Ulnar tunnel syndrome, also known as Guyon's canal syndrome or Handlebar palsy, is caused by entrapment of the ulnar nerve in the Guyon canal as it passes through the wrist.  Symptoms usually begin with a feeling of pins and needles in the ring and little fingers before progressing to a loss of sensation and/or impaired motor function of the intrinsic muscles of the hand which are innervated by the ulnar nerve.
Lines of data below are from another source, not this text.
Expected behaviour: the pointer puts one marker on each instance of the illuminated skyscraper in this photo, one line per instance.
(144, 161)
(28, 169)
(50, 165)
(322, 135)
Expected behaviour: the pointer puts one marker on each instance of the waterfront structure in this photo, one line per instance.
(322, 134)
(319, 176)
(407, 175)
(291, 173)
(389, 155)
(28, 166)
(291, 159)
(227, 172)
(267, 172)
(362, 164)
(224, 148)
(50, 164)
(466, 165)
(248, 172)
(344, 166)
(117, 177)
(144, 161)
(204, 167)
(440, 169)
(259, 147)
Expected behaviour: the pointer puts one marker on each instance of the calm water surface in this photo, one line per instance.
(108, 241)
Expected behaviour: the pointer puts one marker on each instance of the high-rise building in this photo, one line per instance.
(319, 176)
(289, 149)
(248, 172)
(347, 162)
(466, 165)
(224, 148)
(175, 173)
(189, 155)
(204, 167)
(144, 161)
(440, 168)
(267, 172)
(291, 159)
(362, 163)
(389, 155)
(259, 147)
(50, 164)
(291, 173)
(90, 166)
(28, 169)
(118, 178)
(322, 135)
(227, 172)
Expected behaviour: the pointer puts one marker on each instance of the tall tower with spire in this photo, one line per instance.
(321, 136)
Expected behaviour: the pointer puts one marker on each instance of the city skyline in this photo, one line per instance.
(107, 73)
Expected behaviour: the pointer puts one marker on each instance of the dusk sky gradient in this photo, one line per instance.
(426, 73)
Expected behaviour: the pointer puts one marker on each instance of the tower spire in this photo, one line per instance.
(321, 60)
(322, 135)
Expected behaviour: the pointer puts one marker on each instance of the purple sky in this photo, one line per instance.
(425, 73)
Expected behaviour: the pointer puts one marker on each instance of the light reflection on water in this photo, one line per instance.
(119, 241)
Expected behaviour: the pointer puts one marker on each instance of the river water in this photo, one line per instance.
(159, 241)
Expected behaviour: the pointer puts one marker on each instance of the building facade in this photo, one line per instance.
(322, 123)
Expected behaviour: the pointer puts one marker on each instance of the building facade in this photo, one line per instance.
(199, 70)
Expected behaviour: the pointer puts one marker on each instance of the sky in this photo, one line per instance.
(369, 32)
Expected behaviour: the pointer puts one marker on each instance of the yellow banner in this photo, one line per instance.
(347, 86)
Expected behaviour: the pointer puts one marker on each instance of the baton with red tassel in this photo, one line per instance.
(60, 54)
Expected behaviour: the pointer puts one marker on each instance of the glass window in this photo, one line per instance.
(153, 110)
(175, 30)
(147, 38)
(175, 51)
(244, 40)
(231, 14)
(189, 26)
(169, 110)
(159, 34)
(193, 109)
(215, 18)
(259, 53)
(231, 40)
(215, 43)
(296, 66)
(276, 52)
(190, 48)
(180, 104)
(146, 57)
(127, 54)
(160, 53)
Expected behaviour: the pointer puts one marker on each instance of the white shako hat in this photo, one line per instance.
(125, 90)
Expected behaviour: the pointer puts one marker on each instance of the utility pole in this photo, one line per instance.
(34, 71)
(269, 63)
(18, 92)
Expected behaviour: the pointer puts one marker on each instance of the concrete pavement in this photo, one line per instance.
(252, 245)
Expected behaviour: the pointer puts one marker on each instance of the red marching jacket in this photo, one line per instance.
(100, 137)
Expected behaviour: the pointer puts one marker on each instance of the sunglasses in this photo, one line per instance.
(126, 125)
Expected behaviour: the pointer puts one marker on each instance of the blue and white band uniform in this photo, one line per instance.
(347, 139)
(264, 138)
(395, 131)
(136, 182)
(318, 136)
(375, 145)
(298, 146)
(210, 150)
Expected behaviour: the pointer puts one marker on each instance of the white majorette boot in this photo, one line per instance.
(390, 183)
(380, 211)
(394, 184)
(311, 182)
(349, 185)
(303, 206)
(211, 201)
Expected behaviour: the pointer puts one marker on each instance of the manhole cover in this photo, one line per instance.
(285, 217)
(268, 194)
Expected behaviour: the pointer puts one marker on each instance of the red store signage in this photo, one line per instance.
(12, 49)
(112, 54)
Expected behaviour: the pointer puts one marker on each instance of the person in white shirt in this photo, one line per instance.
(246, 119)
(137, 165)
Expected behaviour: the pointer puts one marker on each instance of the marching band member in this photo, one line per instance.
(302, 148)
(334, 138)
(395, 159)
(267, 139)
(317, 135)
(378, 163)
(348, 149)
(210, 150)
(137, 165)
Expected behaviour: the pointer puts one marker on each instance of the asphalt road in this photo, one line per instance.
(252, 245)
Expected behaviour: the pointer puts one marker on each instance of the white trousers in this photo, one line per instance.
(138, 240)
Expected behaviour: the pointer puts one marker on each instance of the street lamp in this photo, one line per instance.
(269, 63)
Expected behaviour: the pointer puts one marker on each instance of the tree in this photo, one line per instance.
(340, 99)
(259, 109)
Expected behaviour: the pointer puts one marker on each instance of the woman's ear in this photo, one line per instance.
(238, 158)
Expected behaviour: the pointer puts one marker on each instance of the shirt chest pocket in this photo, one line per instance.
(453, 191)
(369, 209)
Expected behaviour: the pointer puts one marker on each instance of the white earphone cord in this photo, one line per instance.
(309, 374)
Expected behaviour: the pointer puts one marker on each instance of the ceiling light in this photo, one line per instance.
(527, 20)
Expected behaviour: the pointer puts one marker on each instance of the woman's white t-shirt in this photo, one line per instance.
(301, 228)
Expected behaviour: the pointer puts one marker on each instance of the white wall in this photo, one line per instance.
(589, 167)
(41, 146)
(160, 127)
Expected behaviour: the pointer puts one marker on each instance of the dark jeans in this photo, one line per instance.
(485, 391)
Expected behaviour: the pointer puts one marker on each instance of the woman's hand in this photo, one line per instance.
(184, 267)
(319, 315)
Ulnar tunnel syndrome is commonly seen in regular cyclists due to prolonged pressure of the Guyon's canal against bicycle handlebars.  Another very common cause of sensory loss in the ring and pink finger is due to ulnar nerve entrapment at the cubital tunnel near the elbow, which is known as cubital tunnel syndrome.

Causes
While being idiopathic in some cases, causative factors of the ulnar tunnel syndrome include tumors, ganglion cysts, repetitive use, anatomical variations, and diseases of the neighboring blood vessels (thrombosis or aneurysm of the ulnar artery).

Diagnosis

Classification 

Ulnar tunnel syndrome may be characterized by the location or zone within the Guyon's canal at which the ulnar nerve is compressed. The nerve divides into a superficial sensory branch and a deeper motor branch in this area. Thus, Guyon's canal can be separated into three zones based on which portion of the ulnar nerve are involved. The resulting syndrome results in either muscle weakness or impaired sensation in the ulnar distribution.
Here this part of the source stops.